We continued to catch fish as the water drained. The alarm in my internal clock buzzed. We had to leave now before we were stranded. It was almost too late. There was no longer a clear channel to travel. One pile of rocks gave way to another, and yet another. Where there was water was in many places too shallow to run a motor. And without a motor, you’re stuck.

With my arms upturned, I pinched my thumbs against my index fingers and middle fingers. I channeled my inner Pat Morita as I leaned inward toward the rapt young men.

“Be as a drop of water,” I murmured. “Become one with the water and find the true path to deeper water …”

“Oh, good grief!” scoffed my better half.

“… And enlightenment,” I finished, with a raised eyebrow cocked toward the kitchen.

Daniel and Josh grinned broadly and nodded vigorously.

“Follow the path back upstream as a drop of water would follow downstream,” I said, “keeping in mind the limitations of being a 20-footlong drop of water.”

By then, Matthew had joined the conversation. He revealed that Eldridge ran aground a couple of times on the journey back upstream. Eldridge had not revealed this to us.

“He was really worried about you guys,” Matthew said. “He said, ‘If they don’t come back soon, they won’t be able to get back.’ ”

“And we almost didn’t,” I said. “As I said, there was no channel. No clear route to travel. The first thing I did was to have Rusty and Jay sit in the bow of the boat to lift the stern higher. I watched how the water rippled to know where it was deep enough.Sometimes I had to ‘crab’ the boat sideways across the river in the current, go upstream a few yards and crab back over to another little chute.
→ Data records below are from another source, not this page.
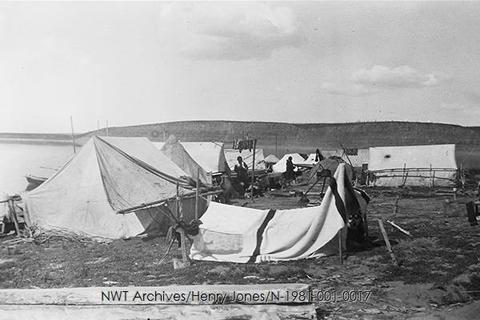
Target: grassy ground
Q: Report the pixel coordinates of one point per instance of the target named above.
(439, 266)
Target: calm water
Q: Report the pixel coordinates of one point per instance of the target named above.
(18, 160)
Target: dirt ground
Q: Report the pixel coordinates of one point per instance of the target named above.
(438, 276)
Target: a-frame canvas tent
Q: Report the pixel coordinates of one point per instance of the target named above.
(174, 150)
(107, 175)
(246, 235)
(209, 155)
(281, 165)
(231, 156)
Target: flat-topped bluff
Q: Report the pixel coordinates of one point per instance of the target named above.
(287, 137)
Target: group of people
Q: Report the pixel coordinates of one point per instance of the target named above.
(241, 169)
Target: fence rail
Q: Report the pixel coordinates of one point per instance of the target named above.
(431, 174)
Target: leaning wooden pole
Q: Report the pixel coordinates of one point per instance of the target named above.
(183, 238)
(196, 194)
(387, 242)
(13, 216)
(253, 167)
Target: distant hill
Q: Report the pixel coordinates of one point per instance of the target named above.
(280, 138)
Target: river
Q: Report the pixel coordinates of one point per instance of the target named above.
(18, 160)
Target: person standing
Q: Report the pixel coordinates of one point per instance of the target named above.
(318, 156)
(290, 170)
(241, 169)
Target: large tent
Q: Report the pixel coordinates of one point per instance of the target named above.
(424, 165)
(174, 150)
(209, 155)
(243, 235)
(107, 176)
(281, 165)
(231, 156)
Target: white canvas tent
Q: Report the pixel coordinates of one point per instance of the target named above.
(108, 175)
(174, 150)
(209, 155)
(311, 159)
(242, 235)
(281, 165)
(231, 156)
(271, 159)
(356, 158)
(424, 165)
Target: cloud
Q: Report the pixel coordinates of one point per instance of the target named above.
(369, 81)
(231, 31)
(398, 77)
(353, 90)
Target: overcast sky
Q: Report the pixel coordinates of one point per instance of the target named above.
(134, 63)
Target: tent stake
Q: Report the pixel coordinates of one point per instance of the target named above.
(340, 249)
(73, 135)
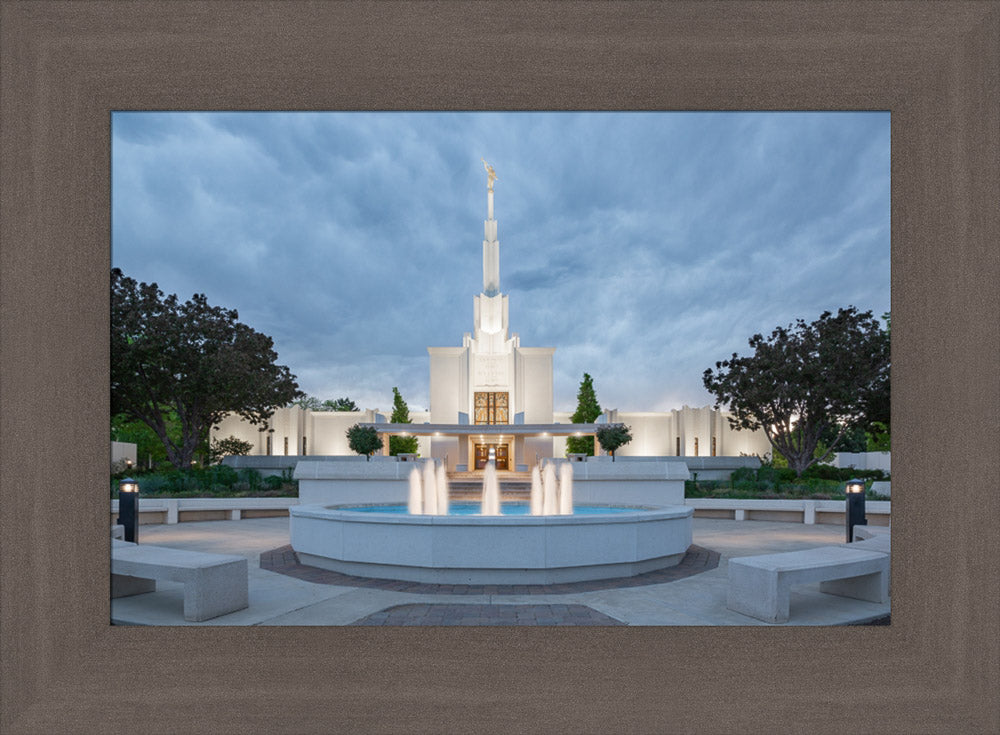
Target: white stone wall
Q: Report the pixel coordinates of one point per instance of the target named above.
(121, 451)
(535, 377)
(864, 460)
(449, 383)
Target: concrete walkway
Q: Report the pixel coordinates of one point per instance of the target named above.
(279, 599)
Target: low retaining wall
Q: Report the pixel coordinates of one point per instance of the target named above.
(338, 481)
(175, 510)
(647, 482)
(793, 511)
(178, 510)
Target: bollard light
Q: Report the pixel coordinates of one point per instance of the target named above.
(128, 508)
(855, 511)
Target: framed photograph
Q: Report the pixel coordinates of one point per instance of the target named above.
(67, 69)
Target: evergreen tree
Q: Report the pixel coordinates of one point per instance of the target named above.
(364, 440)
(587, 410)
(400, 415)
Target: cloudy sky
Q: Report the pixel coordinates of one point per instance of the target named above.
(644, 247)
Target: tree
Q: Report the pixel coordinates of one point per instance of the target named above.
(401, 415)
(613, 436)
(192, 359)
(364, 440)
(587, 410)
(876, 399)
(228, 447)
(340, 404)
(311, 403)
(803, 379)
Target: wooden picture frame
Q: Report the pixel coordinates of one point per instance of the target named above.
(66, 66)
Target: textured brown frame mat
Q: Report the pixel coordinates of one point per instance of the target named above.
(66, 66)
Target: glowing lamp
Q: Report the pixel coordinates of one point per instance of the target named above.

I had to lift the motor out of the water to float over rocks a bunch of times. We made it all the way through that one pool without the skeg scarcely touching stone.”

Unbroken deep water awaited us in the next pool, but the only way to reach it was through a long, winding, narrow and rocky run against a high bank. We zigzagged through that obstacle course without incident, but the grade was steep and the water poured swiftly through the mouth over a shallow rock lip at the top of the pool. Getting over it appeared impossible.

“I ran straight at it,” I said. “It looked like we were going to smash right into it. Rusty and Jay glanced back at me nervously perched on the bow. The bow cleared the lip, and then I saw the rock zip past me. At that instant, I yanked the motor out of the water, and we glided over it without so much as a kiss.

“Of course, we lost momentum almost immediately. I only had a second before we’d get washed back down. I jammed the motor back in the water and gunned it. We lurched out of there into deep water, and we were home free.

“It was almost as awesome as the time I paddled my canoe over that big waterfall on the Glover River! The ultimate union of mind, boat and body, my young Grasshopp-ahs.”

I awaited a protest from the kitchen that never came. A crash of a gong at that moment would have been perfect.